Pcr-Based Detection Of Aspergillus Fumigatus Cyp51a Mutations On Bronchoalveolar Lavage: A Multicentre Validation Of The Aspergenius Assay (R) In 201 Patients With Haematological Disease Suspected For Invasive Aspergillosis

Objectives: In patients with invasive aspergillosis (IA), fungal cultures are mostly negative. Consequently, azole resistance often remains undetected. The AsperGenius (R) multiplex real-time PCR assay identifies clinically relevant Aspergillus species and four resistance-associated mutations (RAMs; TR34/L98H/T289A/Y121F) in the Cyp51A gene. This multicentre study evaluated the diagnostic performance of this assay on bronchoalveolar lavage (BAL) fluid and correlated the presence of RAMs with azole treatment failure and mortality.Methods: Stored BAL samples from patients with haematological diseases with suspected IA were used. BAL samples that were galactomannan/culture positive were considered positive controls for the presence of Aspergillus. Azole treatment failure and 6 week mortality were compared in patients with and without RAMs that had received >= 5 days of voriconazole monotherapy.Results: Two hundred and one patients each contributed one BAL sample, of which 88 were positive controls and 113 were negative controls. The optimal cycle threshold cut-off value for the Aspergillus species PCR was >38. With this cut-off, the PCR was positive in 74/88 positive controls.
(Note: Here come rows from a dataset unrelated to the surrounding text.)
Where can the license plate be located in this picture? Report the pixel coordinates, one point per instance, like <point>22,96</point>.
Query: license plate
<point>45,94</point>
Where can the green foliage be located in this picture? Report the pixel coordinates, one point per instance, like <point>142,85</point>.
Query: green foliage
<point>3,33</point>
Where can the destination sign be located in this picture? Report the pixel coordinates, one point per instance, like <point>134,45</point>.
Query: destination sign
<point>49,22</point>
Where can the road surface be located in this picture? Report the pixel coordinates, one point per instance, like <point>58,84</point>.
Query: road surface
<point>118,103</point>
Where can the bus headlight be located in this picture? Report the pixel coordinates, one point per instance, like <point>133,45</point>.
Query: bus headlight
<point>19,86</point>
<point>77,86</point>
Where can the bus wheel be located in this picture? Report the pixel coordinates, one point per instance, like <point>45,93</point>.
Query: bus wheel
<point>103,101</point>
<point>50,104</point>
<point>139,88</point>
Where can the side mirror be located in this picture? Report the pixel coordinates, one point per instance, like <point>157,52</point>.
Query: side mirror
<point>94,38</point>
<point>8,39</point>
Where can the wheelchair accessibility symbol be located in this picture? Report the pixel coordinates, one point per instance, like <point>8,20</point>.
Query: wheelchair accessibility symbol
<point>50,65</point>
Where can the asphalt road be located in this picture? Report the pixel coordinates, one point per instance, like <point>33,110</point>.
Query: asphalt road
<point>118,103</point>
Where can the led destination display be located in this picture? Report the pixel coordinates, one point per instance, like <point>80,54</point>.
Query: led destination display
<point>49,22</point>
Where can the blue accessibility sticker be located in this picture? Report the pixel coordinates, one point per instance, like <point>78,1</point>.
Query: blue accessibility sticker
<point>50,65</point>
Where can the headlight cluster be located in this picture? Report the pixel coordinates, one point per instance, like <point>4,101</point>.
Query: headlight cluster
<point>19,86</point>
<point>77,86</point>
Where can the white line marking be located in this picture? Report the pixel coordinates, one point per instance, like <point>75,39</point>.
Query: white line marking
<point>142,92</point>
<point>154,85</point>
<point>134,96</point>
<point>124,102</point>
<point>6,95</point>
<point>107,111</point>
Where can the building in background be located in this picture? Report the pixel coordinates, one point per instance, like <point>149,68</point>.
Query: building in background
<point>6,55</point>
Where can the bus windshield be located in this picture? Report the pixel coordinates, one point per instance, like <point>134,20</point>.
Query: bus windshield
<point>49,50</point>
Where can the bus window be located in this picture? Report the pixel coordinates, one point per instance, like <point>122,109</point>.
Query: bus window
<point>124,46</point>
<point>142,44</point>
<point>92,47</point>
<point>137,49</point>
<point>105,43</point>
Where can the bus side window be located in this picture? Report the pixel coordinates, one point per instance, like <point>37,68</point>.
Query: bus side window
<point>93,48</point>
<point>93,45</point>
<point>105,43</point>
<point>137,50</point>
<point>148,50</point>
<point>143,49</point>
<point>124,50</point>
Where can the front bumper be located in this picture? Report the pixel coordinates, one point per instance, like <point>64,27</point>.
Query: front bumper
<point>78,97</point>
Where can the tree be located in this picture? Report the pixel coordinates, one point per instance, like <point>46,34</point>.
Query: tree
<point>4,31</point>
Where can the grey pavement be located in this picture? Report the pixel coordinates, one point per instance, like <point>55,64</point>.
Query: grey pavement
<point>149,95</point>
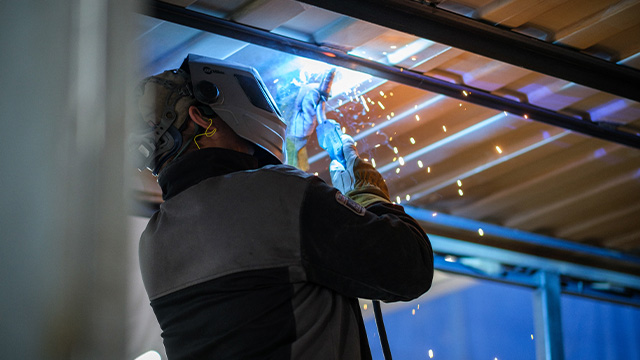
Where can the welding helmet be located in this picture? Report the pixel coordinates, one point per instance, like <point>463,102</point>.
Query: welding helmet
<point>232,91</point>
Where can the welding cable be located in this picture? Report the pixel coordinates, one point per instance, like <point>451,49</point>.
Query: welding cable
<point>384,342</point>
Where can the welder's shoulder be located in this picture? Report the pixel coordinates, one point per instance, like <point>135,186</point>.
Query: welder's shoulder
<point>288,171</point>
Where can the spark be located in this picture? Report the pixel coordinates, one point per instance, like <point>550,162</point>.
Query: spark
<point>365,104</point>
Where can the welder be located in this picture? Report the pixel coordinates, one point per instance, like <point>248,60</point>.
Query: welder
<point>250,258</point>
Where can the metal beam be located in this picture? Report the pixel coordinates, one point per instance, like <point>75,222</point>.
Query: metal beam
<point>408,77</point>
<point>516,268</point>
<point>524,242</point>
<point>547,318</point>
<point>496,42</point>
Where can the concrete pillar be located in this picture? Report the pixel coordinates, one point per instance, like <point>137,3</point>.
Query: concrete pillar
<point>64,72</point>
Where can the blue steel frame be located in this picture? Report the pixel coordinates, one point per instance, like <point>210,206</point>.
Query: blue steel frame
<point>504,254</point>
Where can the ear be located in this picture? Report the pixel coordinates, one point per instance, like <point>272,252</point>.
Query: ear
<point>197,118</point>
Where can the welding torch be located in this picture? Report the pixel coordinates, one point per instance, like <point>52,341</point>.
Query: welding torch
<point>328,131</point>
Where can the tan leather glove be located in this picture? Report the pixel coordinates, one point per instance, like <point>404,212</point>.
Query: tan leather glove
<point>359,180</point>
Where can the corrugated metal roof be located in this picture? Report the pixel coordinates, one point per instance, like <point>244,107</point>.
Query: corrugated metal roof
<point>445,154</point>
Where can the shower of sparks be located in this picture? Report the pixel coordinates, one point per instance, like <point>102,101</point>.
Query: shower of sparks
<point>364,103</point>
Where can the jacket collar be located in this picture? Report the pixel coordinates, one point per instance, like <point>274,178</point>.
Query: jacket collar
<point>202,164</point>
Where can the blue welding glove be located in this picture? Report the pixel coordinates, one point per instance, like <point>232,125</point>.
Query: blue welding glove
<point>359,180</point>
<point>302,125</point>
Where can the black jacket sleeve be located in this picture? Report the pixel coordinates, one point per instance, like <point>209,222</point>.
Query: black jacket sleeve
<point>381,253</point>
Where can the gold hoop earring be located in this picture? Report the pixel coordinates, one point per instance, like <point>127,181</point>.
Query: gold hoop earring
<point>207,133</point>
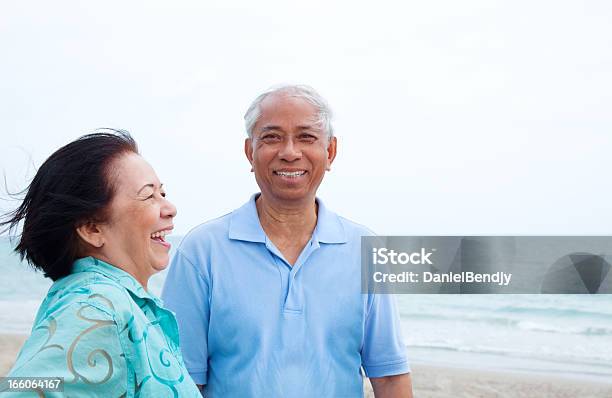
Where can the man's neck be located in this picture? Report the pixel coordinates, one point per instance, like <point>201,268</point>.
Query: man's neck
<point>289,227</point>
<point>287,219</point>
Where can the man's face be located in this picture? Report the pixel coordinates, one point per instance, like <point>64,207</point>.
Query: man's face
<point>289,150</point>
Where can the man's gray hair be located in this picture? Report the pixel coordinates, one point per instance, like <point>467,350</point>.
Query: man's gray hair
<point>297,91</point>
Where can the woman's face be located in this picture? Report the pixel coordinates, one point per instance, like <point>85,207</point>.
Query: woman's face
<point>138,218</point>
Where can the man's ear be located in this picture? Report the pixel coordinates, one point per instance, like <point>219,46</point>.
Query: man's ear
<point>332,147</point>
<point>91,233</point>
<point>248,150</point>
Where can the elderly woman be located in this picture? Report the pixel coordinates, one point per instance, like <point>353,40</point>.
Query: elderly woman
<point>94,221</point>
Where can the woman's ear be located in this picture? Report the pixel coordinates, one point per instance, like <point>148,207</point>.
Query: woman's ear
<point>91,233</point>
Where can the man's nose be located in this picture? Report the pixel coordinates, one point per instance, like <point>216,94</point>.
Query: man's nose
<point>290,151</point>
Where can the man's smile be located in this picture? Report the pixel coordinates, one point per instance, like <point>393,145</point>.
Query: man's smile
<point>290,174</point>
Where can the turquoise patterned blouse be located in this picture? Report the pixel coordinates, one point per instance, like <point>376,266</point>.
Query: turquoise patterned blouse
<point>106,336</point>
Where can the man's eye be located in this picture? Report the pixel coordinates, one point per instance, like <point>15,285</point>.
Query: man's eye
<point>270,137</point>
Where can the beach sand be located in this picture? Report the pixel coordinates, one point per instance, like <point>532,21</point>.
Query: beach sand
<point>445,382</point>
<point>437,382</point>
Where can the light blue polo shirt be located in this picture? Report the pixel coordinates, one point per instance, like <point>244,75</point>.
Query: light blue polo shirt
<point>252,325</point>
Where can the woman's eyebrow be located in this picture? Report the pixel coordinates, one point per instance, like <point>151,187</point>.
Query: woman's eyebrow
<point>148,186</point>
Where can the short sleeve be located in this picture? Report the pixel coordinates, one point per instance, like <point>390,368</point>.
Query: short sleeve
<point>383,352</point>
<point>186,294</point>
<point>79,343</point>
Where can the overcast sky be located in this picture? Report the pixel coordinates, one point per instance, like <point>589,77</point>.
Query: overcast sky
<point>453,117</point>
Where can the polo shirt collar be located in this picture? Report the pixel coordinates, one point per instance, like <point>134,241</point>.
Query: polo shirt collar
<point>245,225</point>
<point>92,264</point>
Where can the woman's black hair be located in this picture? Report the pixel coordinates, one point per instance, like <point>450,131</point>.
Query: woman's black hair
<point>72,187</point>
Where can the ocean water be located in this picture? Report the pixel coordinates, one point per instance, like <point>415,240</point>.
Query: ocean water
<point>566,335</point>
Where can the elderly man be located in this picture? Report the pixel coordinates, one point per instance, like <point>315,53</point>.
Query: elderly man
<point>268,298</point>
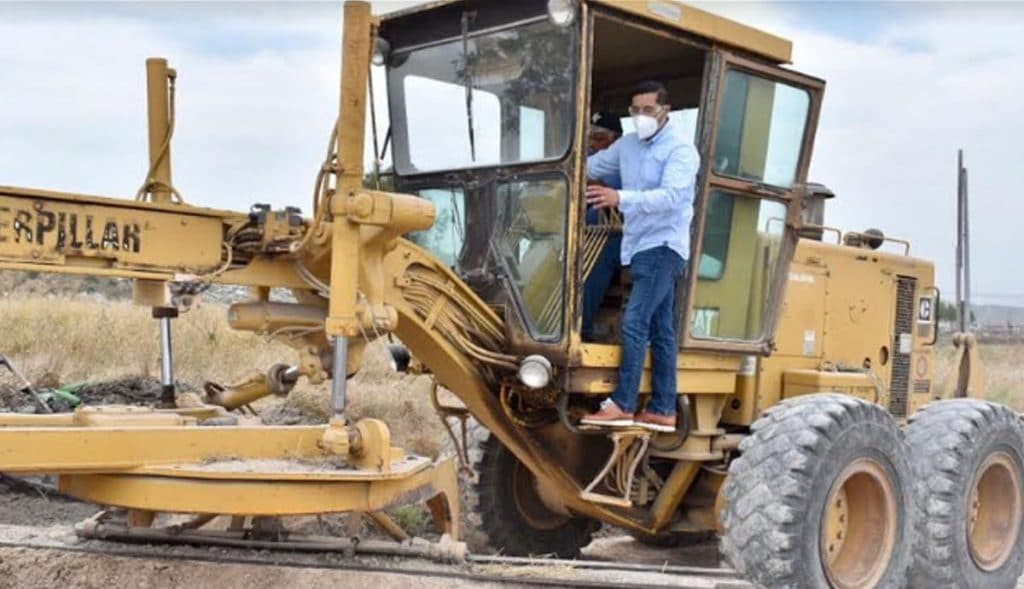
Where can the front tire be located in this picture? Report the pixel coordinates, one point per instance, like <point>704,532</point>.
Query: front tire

The sensitivity, specificity, positive predictive value and negative predictive value were 84%, 80%, 76% and 87%, respectively. 32/74 BAL samples were culture negative. Azole treatment failure was observed in 6/8 patients with a RAM compared with 12/45 patients without RAMs (P = 0.01). Six week mortality was 2.7 times higher in patients with RAMs (50.0% versus 18.6%; P = 0.07).Conclusions: The AsperGenius (R) assay had a good diagnostic performance on BAL and differentiated WT from Aspergillus fumigatus with RAMs, including in culture-negative BAL samples. Most importantly, detection of RAMs was associated with azole treatment failure.